Katherine laughed out loud. “Robert, you’re adorable. Naive but adorable. Brigita Gessner—no disrespect for the dead—was a self-serving egomaniac and a ruthless businesswoman. If she hired an uneducated Russian mental patient for her inner circle, it’s because Sasha has something Gessner needs. ”
“Well, then I have no idea what that is.”
“I might,” Katherine said, sounding suddenly more energized. Her eyes were alight. “It just occurred to me, and it’s something I wrote about in my manuscript.”
“What is it?”
“I know you’re deeply skeptical about remote viewing,” she said, turning fully toward him now, “but if Threshold has anything at all to do with remote viewing…then Sasha’s epilepsy makes her valuable.”
“How?”
“Think about it! The fundamental skill possessed by a remote viewer is the ability to conjure an out-of-body-experience. The challenge is that organic OBEs are exceedingly rare, and very few people can actually have them.”
Langdon suddenly realized where Katherine was headed with this. Epileptic seizures were described as a peaceful “ untethering” from the physical body—in effect, a brief period of nonlocal consciousness.
“Out-of-body experiences,” Katherine continued, “are something epileptics experience quite naturally. The epileptic brain is already wired for OBEs…meaning an epileptic would be far more likely to be a skilled remote viewer.”
“You can’t really believe Sasha Vesna is a psychic spy for the CIA…”
“Why not?”
“Because I spent time with her. She has a Krazy Kitten key ring! She’s a lost, gentle soul.”
“Gentle?!” Katherine challenged. “You said she smashed a guy in the head with a fire extinguisher!”
“Technically that’s true…but it was to protect—”
“Robert, I’ll admit maybe Sasha is not a remote viewer herself, but Gessner could have been studying epileptic brains to find out what makes them so prone to out-of-body experiences.
Tapping into detailed neurological information about an epileptic brain could be incredibly valuable for a program trying to detach mind and body. ”
An interesting idea, Langdon thought, particularly in light of something Sasha had shared earlier today.
“I forgot to mention that Gessner brought another epilepsy patient to Prague from that same institution—before Sasha—a Russian named Dmitri. He received the same surgery as Sasha and was also cured.”
“I would say that’s significant,” Katherine said. “It’s hard to believe that Brigita Gessner was plucking epileptics from mental hospitals and curing them at her own expense, purely out of goodwill.”

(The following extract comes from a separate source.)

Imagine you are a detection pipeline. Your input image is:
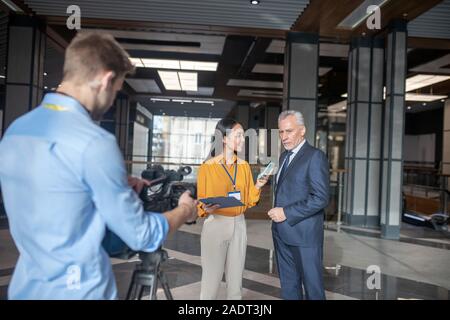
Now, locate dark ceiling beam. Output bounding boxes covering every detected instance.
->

Langdon had to agree it seemed out of character. Moreover, he now realized that a test subject taken from Russia —probably with the help of the CIA—would be entirely off the radar in Europe. A ghost in Prague.
“Let’s assume for a moment,” Katherine said, “that Gessner recruited these epileptics as study subjects for Threshold. That would explain why she was keeping Sasha around.”
“To monitor her.”
“Yes. Give her a minor job, an apartment, some money. Easy.”
“I suppose…”
“And Dmitri?” Katherine asked as they neared Folimanka Park. “Where is he now—still in Prague?”
“Sasha said he went home to Russia after Gessner cured him.”
“I doubt it. Maybe that’s what Gessner told Sasha, but if the CIA pulled a test subject from an institution, invested in him, made him a research subject in a top secret program…would they really just let him go home? To Russia ?”
Good point, Langdon thought, accelerating along the stretch of road before them. He craned his neck slightly to look farther down the street.
With luck we’ll have our answers soon.
The entrance to Threshold was just ahead.